Regardless of your treatment plan, maintaining your mental and physical health can help you to cope. Working with a dietician and physical therapist can keep you active and healthy no matter your treatment. Many women with metastatic breast cancer continue to live meaningful, healthy lives, but it's important to plan for the future.
Planning for the future
A cancer diagnosis forces us to face a natural fear of death head-on. For many patients, "the first half of treatment is about the fear of what the treatment will do," Sachs explained, "but about halfway through, the treatment builds up, we get a lot of fatigue, and this is where many patients can wonder how they will get to the other side."
For patients with metastatic breast cancer, that fatigue is deepened by the possibility of end-of-life care.
"A third of us know we aren't surviving…and that's a huge number," Donofree said. "So, we're selling a false story [of survival] into the public, so maybe women aren't afraid to call their doctors, but they need to know to call the doctor."

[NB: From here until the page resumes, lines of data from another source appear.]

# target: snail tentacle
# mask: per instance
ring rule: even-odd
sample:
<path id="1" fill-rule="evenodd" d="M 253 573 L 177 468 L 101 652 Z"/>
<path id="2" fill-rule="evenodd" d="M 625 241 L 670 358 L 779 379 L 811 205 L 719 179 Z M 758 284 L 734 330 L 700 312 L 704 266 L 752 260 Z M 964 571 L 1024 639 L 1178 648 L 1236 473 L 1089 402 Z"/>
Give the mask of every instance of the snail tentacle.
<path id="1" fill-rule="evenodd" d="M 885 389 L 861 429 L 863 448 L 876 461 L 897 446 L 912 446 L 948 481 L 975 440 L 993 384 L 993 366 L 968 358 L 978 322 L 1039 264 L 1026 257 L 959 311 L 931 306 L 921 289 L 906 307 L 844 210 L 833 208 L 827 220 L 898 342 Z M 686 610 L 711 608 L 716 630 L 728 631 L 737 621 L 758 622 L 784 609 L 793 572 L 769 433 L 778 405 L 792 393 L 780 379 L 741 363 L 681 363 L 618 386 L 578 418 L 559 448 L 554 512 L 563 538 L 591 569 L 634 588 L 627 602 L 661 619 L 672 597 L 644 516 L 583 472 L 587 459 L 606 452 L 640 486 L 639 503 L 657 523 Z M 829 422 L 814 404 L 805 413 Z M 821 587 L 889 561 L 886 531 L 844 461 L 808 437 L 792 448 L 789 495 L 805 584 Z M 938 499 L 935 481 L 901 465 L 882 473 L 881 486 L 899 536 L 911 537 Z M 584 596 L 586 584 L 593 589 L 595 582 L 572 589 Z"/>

For many patients, the thought of losing this battle is a reality, and while thinking about your death can feel depressing, planning for the end can also be reassuring. You have the opportunity to plan for pain management and to prepare your family for what's to come. In these instances, you are in control of the plan, and while your family will likely have an opinion about when to stop treatment, you need to do what feels right for you.
Education alleviates fear
The biggest hurdle when coping with metastatic breast cancer can often be planning for the future. And that can be difficult when most of the information widely available is not specific to the realities of stage IV cancer.
"We really encourage our patients to not do a lot of searching [online]…because the information you find is general and does not pertain to you," Sachs advised. "Instead, we encourage our patients to talk to their doctors to find out what treatments and what plan works best for you."